A related parallel is that both ideologies declare certain groups virtuous and others evil a priori, that is to say, without regard for individuals’ actual behavior. In economic Marxism, workers and peasants are automatically virtuous while the bourgeoisie is automatically bad. Ideology X says blacks, gays, and feminist women are automatically good, and that whites, straights, and males are evil. Ideology X does not recognize the existence of non-feminist women, who are in fact the majority of women, and labels conservative blacks as effectively “white”—as Democratic presidential candidate Joe Biden did recently, telling a black audience that those who don’t vote for him “ain’t black.” If you have the misfortune to have been born a straight, white male, you are supposed to spend your life kissing the feet of the various “victim” groups.
A fourth parallel is in the means: expropriation. Economic Marxists, where they obtained power, expropriated the bourgeoisie and handed their property to the state as the “representative” of the workers and peasants. Ideology X, where it gains power, takes “privileges”—which is to say, property—from whites, males, and straights and gives them to the groups it favors. Affirmative action is one of the many examples of expropriation by believers in Ideology X: this system will give a black person preferential treatment to get into an Ivy League school instead of a better-qualified Asian or white person, downgrading the latter’s lifetime earning potential.

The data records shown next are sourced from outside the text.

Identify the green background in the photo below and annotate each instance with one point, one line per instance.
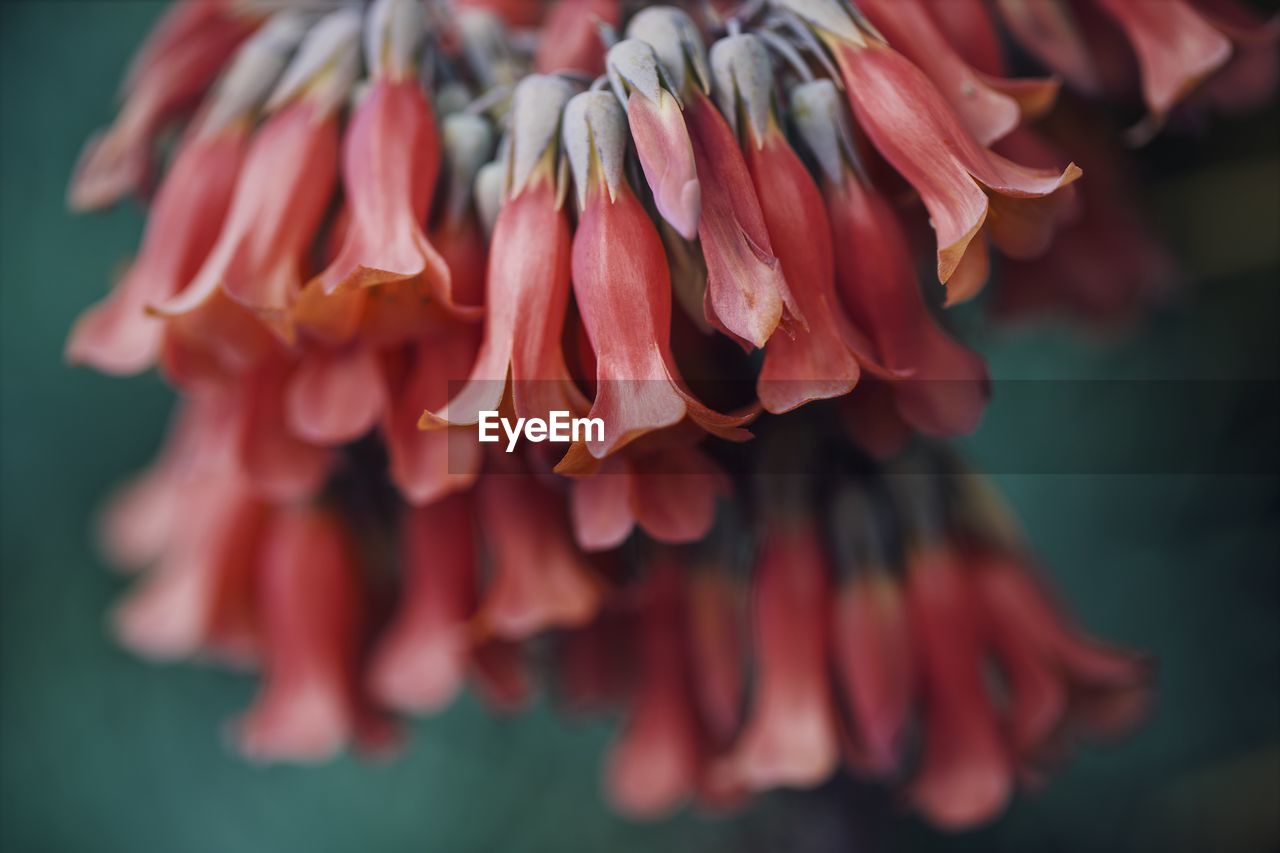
(104, 753)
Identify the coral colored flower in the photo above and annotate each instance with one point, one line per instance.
(391, 163)
(967, 769)
(539, 579)
(423, 656)
(1048, 30)
(654, 765)
(968, 190)
(624, 290)
(826, 359)
(181, 60)
(664, 486)
(117, 334)
(972, 31)
(311, 607)
(528, 279)
(426, 464)
(570, 39)
(790, 737)
(946, 388)
(1176, 48)
(746, 295)
(661, 137)
(197, 598)
(336, 396)
(188, 211)
(279, 464)
(280, 199)
(990, 106)
(1046, 660)
(717, 635)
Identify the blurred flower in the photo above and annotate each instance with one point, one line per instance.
(366, 228)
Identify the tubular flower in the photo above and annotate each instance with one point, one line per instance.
(361, 252)
(790, 735)
(654, 765)
(570, 40)
(254, 272)
(946, 392)
(117, 336)
(391, 162)
(311, 620)
(824, 360)
(169, 76)
(423, 656)
(968, 190)
(529, 276)
(624, 290)
(987, 105)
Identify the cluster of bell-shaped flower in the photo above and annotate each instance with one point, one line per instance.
(380, 222)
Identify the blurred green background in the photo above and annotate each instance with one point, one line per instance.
(104, 753)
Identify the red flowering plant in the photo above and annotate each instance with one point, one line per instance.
(387, 227)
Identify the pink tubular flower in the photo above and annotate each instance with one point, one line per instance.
(529, 277)
(391, 163)
(311, 620)
(570, 39)
(967, 188)
(179, 62)
(188, 211)
(1046, 661)
(539, 579)
(279, 201)
(663, 484)
(717, 632)
(426, 464)
(624, 290)
(972, 31)
(1048, 31)
(1176, 48)
(659, 133)
(654, 765)
(990, 106)
(967, 771)
(946, 389)
(826, 359)
(421, 658)
(117, 334)
(790, 737)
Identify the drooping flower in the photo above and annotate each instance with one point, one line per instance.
(570, 39)
(311, 621)
(656, 762)
(946, 389)
(539, 579)
(118, 336)
(178, 63)
(423, 656)
(790, 735)
(968, 190)
(529, 276)
(391, 163)
(990, 106)
(826, 359)
(254, 272)
(624, 290)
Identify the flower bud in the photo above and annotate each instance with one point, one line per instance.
(818, 113)
(675, 39)
(595, 138)
(744, 76)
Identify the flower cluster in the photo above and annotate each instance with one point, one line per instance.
(380, 220)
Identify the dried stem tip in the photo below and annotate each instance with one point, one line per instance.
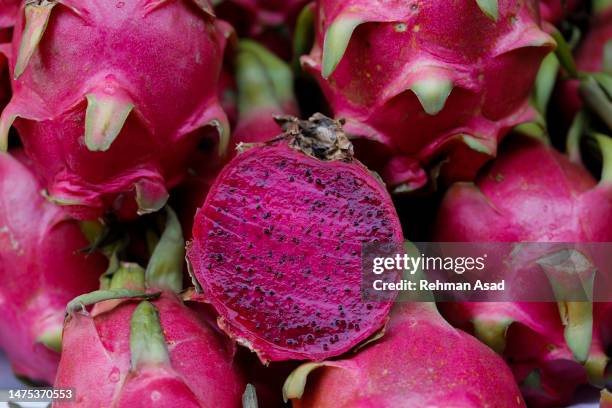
(320, 137)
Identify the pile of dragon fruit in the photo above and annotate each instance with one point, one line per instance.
(186, 188)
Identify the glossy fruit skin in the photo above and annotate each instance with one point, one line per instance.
(200, 371)
(523, 197)
(421, 361)
(136, 143)
(408, 85)
(41, 268)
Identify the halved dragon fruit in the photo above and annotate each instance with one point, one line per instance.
(425, 82)
(277, 245)
(41, 269)
(421, 361)
(91, 85)
(532, 193)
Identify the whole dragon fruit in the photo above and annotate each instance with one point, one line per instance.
(142, 346)
(264, 89)
(143, 354)
(268, 21)
(532, 193)
(103, 134)
(277, 245)
(421, 361)
(41, 270)
(426, 82)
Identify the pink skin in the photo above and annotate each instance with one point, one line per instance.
(420, 362)
(40, 267)
(96, 361)
(251, 223)
(130, 54)
(589, 58)
(263, 21)
(530, 194)
(8, 12)
(554, 11)
(265, 90)
(399, 45)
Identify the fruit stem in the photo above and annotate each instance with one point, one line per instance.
(596, 99)
(303, 38)
(564, 53)
(319, 137)
(605, 146)
(147, 341)
(165, 268)
(80, 302)
(574, 135)
(249, 397)
(264, 80)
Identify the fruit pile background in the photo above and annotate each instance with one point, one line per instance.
(186, 187)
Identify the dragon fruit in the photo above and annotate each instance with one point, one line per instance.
(426, 82)
(141, 345)
(8, 13)
(142, 354)
(270, 22)
(276, 247)
(590, 57)
(554, 11)
(109, 140)
(265, 90)
(421, 361)
(41, 270)
(532, 193)
(606, 399)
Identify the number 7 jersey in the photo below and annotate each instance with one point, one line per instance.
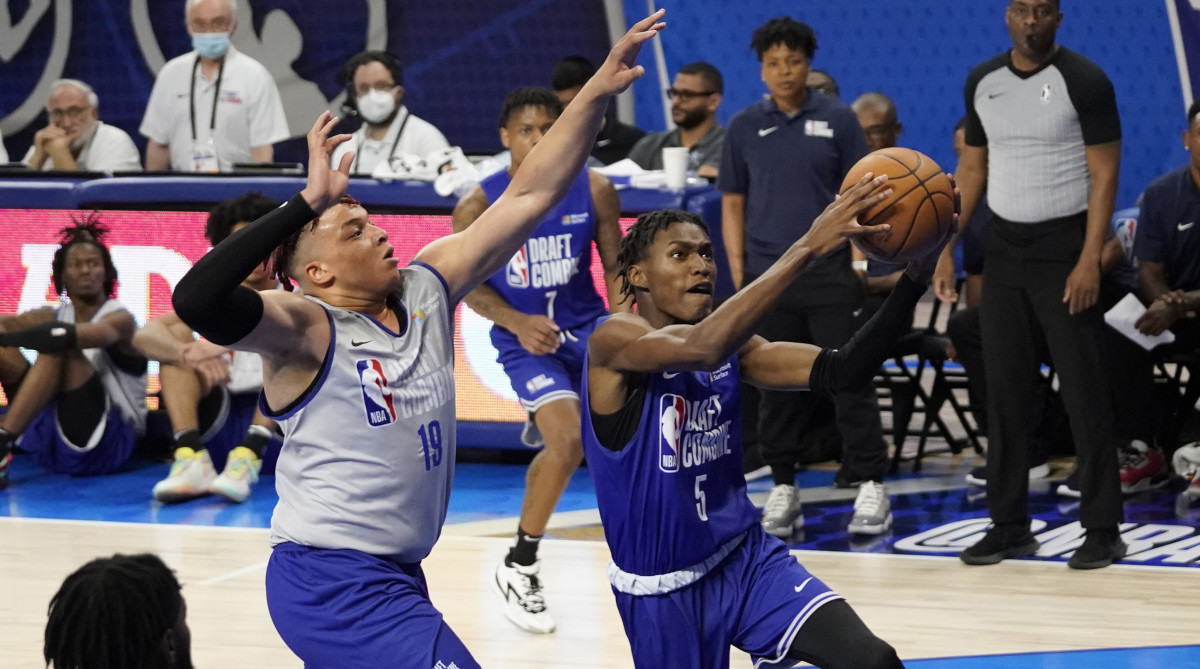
(369, 448)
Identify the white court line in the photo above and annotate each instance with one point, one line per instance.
(235, 573)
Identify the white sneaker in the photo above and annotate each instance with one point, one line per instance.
(523, 603)
(781, 516)
(240, 472)
(191, 476)
(873, 510)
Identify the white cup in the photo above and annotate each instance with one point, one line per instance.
(675, 166)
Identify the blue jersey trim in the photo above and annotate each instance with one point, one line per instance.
(311, 391)
(437, 273)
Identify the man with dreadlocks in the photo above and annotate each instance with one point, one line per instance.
(694, 571)
(123, 612)
(359, 373)
(81, 407)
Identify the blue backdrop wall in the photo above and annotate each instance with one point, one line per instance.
(462, 55)
(919, 52)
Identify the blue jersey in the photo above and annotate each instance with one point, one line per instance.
(551, 273)
(675, 494)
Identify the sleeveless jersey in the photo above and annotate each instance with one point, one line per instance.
(676, 493)
(369, 450)
(552, 272)
(126, 391)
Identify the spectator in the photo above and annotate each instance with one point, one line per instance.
(823, 82)
(695, 96)
(125, 610)
(541, 329)
(211, 392)
(76, 138)
(81, 407)
(375, 90)
(214, 106)
(1044, 137)
(784, 161)
(616, 139)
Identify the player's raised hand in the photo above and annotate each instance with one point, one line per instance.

Finally, both classical Marxism and Ideology X employ a method of analysis designed to show the correctness of their ideology in every situation. In classical Marxism, the analysis is economic. In Ideology X, the analysis is linguistic deconstruction. Deconstruction takes meaning out of any text and then substitutes whatever new meaning the ideology seeks. Thus all texts illustrate the oppression of women, blacks, gays, etc., just as economic Marxist analysis supposedly scientifically proves that all history is a tale of oppression by owners of the means of production.
These parallels are not coincidental. The members of the Frankfurt School were steeped in economic Marxism. It was their common starting point. It’s true, I have not found evidence that one day the Frankfurt School boys gathered around a blackboard, listed the characteristics of economic Marxism and said, “Now, what parallels can we draw to our evolving thinking?” But, they didn’t have to do that. It all flowed as naturally as, well, as water off a duck’s back.
In the end, the question of whether Ideology X is cultural Marxism comes down to this: are there multiple “schools” of Marxism? I say, “Yes.” Marxism-Leninism is one, Maoism is another, and the Marxism of China’s current ruling Communist Party is a third, even though it’s departed a good deal further from Marx than did the work of the Frankfurt School. Marx himself, I suspect, would argue that there cannot be any Marxism but his own. He was not famous for his flexibility. But that would also leave out Marxism-Leninism and compel Moscow to airbrush Uncle Karl’s portrait out of all those May Day parades.
So, is cultural Marxism Marxist? Marx may say no, but history says yes. Ducks of a feather flock together.